THE RURAL HOUSING CRISIS Another problem of which you must be aware is the inability of many Welsh people, especially in rural and coastal areas, to buy a home, even with both partners working. This is due to the combination of low wages locally coupled with property prices inflated by an external demand. The result is not simply a matter of property ownership; for this phenomenon leads to communities and areas losing their character and their cultural identity. Another feature is the deteriorating demographic profile. Rural areas are losing too many of their young people, often replaced by retirees who exacerbate the worsening indigenous age profile. Your colleague, Jane Hutt, was recently reported as saying that this influx of elderly people somehow proved how wonderful Wales is! Yet Ms. Hutt is the Finance Minister, so she must be aware of the economic and other problems facing all Western countries due to falling birth-rates and an ageing population. That being so, what possessed her to proclaim that an already ageing indigenous population being augmented by elderly people from outside Wales is a good thing! So what plans does your Government have to help local people into the private housing sector in those areas where, currently, too many are priced out of their local market?
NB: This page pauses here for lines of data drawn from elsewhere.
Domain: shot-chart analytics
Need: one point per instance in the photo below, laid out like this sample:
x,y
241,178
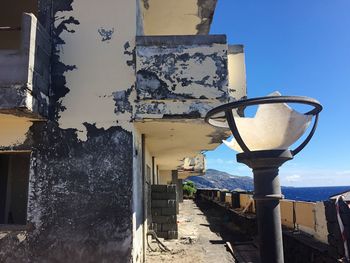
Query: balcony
x,y
24,70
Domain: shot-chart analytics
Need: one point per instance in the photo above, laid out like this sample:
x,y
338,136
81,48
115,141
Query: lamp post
x,y
263,143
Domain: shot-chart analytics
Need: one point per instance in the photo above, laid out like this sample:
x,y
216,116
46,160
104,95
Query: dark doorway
x,y
14,180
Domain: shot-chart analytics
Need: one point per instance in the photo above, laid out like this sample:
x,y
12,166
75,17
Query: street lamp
x,y
263,144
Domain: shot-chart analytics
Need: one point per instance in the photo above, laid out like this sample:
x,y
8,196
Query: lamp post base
x,y
267,193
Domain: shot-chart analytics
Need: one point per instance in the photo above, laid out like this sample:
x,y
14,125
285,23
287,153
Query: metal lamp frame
x,y
241,104
265,164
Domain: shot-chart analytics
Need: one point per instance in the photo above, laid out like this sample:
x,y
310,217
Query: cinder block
x,y
164,219
163,203
169,227
159,188
173,235
171,188
156,211
157,227
162,234
169,211
164,196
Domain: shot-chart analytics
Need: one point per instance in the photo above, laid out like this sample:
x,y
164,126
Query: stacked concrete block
x,y
164,219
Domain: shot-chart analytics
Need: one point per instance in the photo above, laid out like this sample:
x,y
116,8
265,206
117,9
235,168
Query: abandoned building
x,y
101,101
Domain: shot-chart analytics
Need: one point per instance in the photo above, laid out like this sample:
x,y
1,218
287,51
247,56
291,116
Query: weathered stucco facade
x,y
103,109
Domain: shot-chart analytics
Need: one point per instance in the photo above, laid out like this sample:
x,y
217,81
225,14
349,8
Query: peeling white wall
x,y
176,17
101,67
13,130
138,199
237,84
165,177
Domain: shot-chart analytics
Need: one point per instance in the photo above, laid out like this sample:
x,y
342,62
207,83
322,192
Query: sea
x,y
312,194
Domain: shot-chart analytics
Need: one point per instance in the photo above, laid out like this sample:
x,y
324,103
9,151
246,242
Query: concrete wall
x,y
81,184
193,77
139,222
25,74
164,219
165,176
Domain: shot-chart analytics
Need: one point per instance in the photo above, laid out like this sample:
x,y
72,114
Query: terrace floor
x,y
204,234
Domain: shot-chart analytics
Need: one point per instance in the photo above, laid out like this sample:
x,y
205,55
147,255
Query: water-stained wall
x,y
81,174
180,75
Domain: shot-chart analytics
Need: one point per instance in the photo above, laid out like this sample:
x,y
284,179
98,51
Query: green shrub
x,y
189,189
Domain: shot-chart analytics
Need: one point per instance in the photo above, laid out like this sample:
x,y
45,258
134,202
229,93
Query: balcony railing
x,y
25,72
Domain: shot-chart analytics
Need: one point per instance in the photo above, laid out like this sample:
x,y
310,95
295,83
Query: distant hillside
x,y
217,179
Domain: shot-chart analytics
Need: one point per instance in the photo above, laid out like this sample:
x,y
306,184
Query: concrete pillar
x,y
179,186
174,180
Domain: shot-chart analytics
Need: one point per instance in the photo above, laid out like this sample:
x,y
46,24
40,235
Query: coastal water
x,y
312,193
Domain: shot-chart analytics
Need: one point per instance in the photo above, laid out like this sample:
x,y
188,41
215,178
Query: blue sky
x,y
298,47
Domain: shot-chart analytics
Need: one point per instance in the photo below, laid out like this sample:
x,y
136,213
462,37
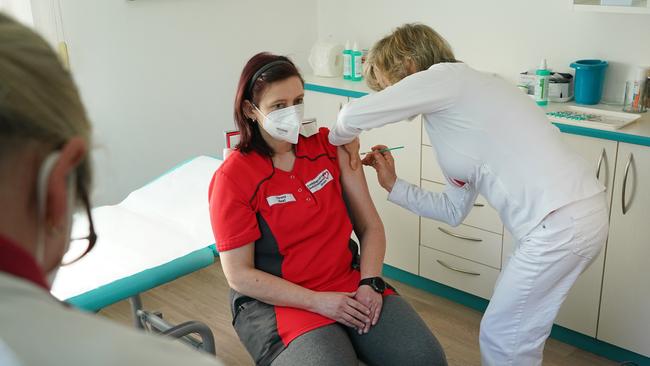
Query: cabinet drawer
x,y
430,168
482,216
464,241
451,271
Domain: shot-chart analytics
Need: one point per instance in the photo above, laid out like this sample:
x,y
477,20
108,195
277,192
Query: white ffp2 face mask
x,y
284,124
41,202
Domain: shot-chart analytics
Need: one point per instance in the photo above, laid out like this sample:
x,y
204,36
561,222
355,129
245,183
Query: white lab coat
x,y
491,139
486,133
37,329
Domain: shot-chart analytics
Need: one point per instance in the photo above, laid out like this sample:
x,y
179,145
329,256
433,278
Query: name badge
x,y
283,198
320,181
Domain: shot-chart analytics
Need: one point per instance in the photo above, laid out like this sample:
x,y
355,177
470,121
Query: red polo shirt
x,y
304,212
16,261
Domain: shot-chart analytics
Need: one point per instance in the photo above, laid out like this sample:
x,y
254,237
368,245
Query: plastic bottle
x,y
357,65
347,61
542,75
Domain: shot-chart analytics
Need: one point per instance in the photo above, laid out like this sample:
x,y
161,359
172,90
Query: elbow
x,y
237,281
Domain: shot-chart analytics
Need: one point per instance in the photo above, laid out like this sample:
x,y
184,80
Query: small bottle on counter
x,y
347,61
357,66
542,75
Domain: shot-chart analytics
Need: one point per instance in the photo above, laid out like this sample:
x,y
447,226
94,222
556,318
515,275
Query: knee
x,y
429,356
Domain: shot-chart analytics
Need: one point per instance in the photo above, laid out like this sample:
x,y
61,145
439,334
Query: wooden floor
x,y
203,296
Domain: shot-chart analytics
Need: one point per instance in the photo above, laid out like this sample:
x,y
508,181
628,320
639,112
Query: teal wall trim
x,y
604,134
562,334
575,130
335,91
461,297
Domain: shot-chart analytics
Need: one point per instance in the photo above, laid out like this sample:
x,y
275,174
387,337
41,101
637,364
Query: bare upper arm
x,y
355,188
236,261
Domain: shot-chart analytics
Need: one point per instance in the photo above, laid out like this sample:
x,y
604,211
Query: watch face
x,y
379,284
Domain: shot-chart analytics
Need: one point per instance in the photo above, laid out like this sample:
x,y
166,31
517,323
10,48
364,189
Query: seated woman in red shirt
x,y
301,294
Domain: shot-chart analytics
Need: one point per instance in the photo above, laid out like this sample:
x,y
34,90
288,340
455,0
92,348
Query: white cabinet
x,y
625,306
457,272
580,310
324,107
402,226
600,155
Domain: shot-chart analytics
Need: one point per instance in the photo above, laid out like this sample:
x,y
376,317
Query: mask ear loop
x,y
41,203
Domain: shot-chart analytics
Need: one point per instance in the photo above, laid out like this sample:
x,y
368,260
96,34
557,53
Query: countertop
x,y
637,132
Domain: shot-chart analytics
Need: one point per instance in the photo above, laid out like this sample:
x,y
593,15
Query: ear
x,y
249,110
410,66
72,154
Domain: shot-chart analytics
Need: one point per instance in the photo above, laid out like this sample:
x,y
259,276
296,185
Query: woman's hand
x,y
342,307
373,300
384,164
352,149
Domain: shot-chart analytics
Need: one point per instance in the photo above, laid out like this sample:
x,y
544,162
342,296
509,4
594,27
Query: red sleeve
x,y
234,222
324,141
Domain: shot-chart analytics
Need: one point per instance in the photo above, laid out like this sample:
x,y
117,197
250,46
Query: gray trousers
x,y
400,338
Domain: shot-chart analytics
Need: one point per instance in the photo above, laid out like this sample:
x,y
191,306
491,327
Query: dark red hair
x,y
248,89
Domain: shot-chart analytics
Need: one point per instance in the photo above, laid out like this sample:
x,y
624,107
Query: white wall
x,y
502,36
158,77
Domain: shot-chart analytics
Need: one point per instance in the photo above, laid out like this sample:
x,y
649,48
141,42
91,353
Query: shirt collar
x,y
16,261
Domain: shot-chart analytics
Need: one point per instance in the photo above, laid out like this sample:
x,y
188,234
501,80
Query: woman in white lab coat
x,y
44,173
493,140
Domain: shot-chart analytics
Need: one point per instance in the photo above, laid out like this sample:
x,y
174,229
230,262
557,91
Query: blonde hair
x,y
411,44
39,101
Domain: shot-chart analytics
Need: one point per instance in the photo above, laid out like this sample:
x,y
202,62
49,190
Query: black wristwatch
x,y
376,283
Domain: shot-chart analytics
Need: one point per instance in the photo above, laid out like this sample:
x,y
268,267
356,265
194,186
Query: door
x,y
625,307
580,310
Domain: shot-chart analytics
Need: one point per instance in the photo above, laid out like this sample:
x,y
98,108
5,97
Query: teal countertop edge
x,y
604,134
575,130
560,333
335,91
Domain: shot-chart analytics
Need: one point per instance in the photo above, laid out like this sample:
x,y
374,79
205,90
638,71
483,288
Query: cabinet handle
x,y
459,236
457,269
600,163
627,170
CONCLUSION To sum up, there is a growing belief that, in many parts of Wales, all forms of housing provision are unrelated to the needs of Welsh people: even dismissive of, or openly hostile towards, those needs. Looking at the fuller picture, and taking into account other features I have chosen not to include such as the West Cheshire plan more and more people suspect that housing strategies in Wales have little to do with meeting Welsh needs at all and more to do with serving a secret and ugly agenda. This may have been understandable in the constitutional arrangement that existed before devolution, but now that we have a Welsh Government, and with that Government having powers over housing, it is no longer acceptable. Many people are growing frustrated because nothing seems to have changed from those pre-devolution days. For it should be axiomatic that a Welsh Government serves the needs and interests of Welsh people. If it does not, then for what purpose does it exist? And when as in housing there are clearly many areas of the country in which Welsh people are being disadvantaged and Welsh communities damaged, then it becomes the duty of that Welsh Government to introduce legislation to remedy these problems. I, and many others, Mr. Lewis, look forward to your response.